The main components of the experiment were as follows:

(i) rock selection and preliminary testing of coreplugs for permeability/sorption properties;

(ii) computerised tomography (CT) scanning of selected core (before and after core-flooding);

(iii) core-flooding with synthetic brine to give water saturation;

(iv) core-flooding with oil;

(v) chemical analysis of produced fluid samples (brine, oil).

Core selection

The siltstone chosen was from the Cadley Hill A coal mine section of the Westphalian coal measures, East Midlands, UK. An unfractured block was selected and a full length (1000 × 5 cm) core cut and trimmed. Basic data for the core and the initial oil composition are shown in Table 1.
Table 1

Properties of the core and geochemical characteristics of the oil used in the experiment a

Siltstone, Cadley A mine, Leics.

 

   Porosity

ca. 12%

   Permeability (brine)

0.01–0.02 mD

   Total carbon content

0.9%

   Total organic carbon content

0.4%

   Clay content (estimated XRD)

37%

Oil

 

   Saturated hydrocarbons

52.4%

   Aromatic hydrocarbons

29.4%

   Resins (NSO cmpds)

14.5%

   Asphaltenes

3.7%

Carbazole

0.9 μg g-1

   1-Methylcarbazole

1.6 μg g-1

   Benzo[a]carbazole

0.5 μg g-1

   Benzo[c]carbazole

0.2 μg g-1

   Total C0–C2 alkylcarbazoles

20.2 μg g-1

   Sum C2 alkylcarbazoles

15.4 μg g-1

Phenol

28.3 μg g-1

   o-Cresol

13.7 μg g-1

   m-Cresol

3.3 μg g-1

   p-Cresol

5.9 μg g-1

   2-Ethylphenol

3.5 μg g-1

   4-Ethylphenol

2.4 μg g -1

   2-Isopropylphenol

0.8 μg g-1

   3-Isopropylphenol

1.0 μg g -1

a Prefixes C0, C1, C2, C3 refer to the number of alkyl carbon substituents on the basic phenol or carbazole nucleus.

CT scanning

X-ray computerised tomography (CT) scanning of the core with a medical CT scanner before water-flooding and after oil-flooding showed pervasive petroleum flow to have occurred, with no obvious focussing evident (Fig. 1). An iodide enhanced brine was used to improve fluid contrasts. This pervasive flow throughout the core was confirmed subsequently by geochemical analysis of residual core extracts, the results of which will be discussed elsewhere.
https://static-content.springer.com/image/art%3A10.1186%2F1467-4866-1-54/MediaObjects/12932_2000_Article_9_Fig1_HTML.jpg
Figure 1

X-ray tomograms of the whole core prior to flooding with fluid (top), and of the same cross section of the core (bottom), before (left) and after (right) flooding with brine then oil. The bright regions in the CT scans are calcite-filled fractures in the core.

Core-flood

The experimental set-up is shown diagrammatically in Fig. 2. The Viton jacketted core was installed vertically with flow from base to top, parallel to bedding. The oil-flood commenced after initial saturation of the siltstone core with a synthetic N. Sea formation water was achieved.
https://static-content.springer.com/image/art%3A10.1186%2F1467-4866-1-54/MediaObjects/12932_2000_Article_9_Fig2_HTML.jpg
Figure 2

Diagram of the core-flood experimental set-up, with the actual lab set-up shown right. The core-flood cell was maintained at 7000 psi confining pressure and 70°C. Pressure differential across P0/P1 = 700 psi.

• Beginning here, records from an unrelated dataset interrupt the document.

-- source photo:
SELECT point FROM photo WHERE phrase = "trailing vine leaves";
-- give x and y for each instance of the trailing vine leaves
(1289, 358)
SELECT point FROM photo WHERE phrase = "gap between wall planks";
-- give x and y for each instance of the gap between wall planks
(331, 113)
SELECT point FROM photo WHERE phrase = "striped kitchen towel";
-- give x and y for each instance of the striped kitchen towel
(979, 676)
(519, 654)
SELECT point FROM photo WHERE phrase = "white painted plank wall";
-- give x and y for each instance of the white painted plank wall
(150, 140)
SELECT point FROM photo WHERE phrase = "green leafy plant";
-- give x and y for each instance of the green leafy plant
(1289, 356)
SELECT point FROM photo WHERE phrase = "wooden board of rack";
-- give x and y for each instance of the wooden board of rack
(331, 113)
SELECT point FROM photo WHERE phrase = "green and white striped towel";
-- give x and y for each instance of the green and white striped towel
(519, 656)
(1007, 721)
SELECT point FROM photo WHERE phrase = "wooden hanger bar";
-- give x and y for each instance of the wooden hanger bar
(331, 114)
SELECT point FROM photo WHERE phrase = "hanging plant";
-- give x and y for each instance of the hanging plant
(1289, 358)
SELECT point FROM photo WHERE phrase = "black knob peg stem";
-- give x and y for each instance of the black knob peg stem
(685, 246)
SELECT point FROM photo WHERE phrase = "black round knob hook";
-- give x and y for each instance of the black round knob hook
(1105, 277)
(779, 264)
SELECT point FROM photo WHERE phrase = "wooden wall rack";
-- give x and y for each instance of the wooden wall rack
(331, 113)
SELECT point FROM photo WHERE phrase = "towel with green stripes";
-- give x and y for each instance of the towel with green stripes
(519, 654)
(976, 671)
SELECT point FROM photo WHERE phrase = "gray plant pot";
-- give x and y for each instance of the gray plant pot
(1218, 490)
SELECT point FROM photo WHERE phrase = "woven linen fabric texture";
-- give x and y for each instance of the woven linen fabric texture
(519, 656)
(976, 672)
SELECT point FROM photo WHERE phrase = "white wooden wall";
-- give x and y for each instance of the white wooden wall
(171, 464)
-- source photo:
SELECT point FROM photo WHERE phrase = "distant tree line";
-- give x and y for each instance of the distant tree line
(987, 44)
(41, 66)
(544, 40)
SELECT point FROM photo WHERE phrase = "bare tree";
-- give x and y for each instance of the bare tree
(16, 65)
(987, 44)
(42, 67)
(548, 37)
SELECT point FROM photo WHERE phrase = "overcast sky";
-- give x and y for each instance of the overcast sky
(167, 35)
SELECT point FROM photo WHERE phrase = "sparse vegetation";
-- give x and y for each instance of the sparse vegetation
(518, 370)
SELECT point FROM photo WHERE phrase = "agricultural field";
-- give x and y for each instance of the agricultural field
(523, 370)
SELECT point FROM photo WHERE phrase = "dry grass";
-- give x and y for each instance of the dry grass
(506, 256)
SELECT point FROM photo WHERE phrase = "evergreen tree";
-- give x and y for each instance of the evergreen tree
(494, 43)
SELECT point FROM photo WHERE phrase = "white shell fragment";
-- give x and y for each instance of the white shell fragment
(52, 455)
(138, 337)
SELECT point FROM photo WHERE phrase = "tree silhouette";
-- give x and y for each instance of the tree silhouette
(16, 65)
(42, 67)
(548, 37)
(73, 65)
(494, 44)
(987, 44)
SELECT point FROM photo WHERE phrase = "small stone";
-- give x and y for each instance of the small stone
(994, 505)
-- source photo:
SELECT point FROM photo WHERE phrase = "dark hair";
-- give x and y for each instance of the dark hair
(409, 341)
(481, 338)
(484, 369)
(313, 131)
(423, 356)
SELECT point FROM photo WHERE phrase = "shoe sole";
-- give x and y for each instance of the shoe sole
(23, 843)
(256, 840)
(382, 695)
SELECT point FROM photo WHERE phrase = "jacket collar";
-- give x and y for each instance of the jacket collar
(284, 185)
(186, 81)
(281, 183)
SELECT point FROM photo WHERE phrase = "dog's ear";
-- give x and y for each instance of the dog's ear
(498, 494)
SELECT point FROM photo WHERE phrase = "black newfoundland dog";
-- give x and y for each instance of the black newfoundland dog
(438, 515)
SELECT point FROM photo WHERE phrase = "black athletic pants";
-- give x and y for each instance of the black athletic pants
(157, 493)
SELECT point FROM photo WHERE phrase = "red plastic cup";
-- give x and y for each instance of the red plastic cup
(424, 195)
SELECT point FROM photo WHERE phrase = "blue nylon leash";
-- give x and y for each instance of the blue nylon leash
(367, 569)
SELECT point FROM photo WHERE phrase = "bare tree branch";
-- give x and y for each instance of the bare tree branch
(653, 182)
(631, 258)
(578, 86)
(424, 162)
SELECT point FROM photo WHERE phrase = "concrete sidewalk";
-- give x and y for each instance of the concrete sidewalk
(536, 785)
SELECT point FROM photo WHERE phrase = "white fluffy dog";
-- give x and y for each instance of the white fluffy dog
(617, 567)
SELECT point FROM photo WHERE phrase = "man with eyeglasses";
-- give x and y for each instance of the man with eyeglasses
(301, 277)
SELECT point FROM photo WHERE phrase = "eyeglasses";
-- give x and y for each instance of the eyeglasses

A typical 41° API gravity, non-biodegraded North Sea black oil was filtered (0.45 μm mesh sieve) and homogenised prior to sub-sampling. A 400 ml volume of oil was taken for the main charge. Five additional sub-samples were taken and mixed with different aliphatic hydrocarbon standards (at 10 mg g-1 oil) to form five distinct spiked oils of essentially the same composition as the main oil but which could be differentiated by gas chromatography to track oil movement through the core. For practical reasons no hydrocarbon solution gas was present, although the oils were saturated with nitrogen prior to injection; this is thought unlikely to affect the results observed.

After stabilisation of the core under water-saturated conditions, oil was flowed at typical subsurface conditions i.e., 70°C, 48.3 MPa (7000 psi) confining pressure controlled by a pressure differential of ca. 4.8 MPa (700 psi) along the core. The target flow rate for the oil, determined by time constraints and core-plug screening work, was set and maintained at 2.4 ml per day (0.01 ml h-1).

The spiked oils were injected peridodically and "produced fluid" flowing through the outlet valve was collected in 1.6 ml pressurised sample chambers, minimising cross-contamination during sampling. Injected oil volumes are used for reference in this paper as they could be determined more reliably than eluted oil volumes. The spiked oil data will be discussed elsewhere.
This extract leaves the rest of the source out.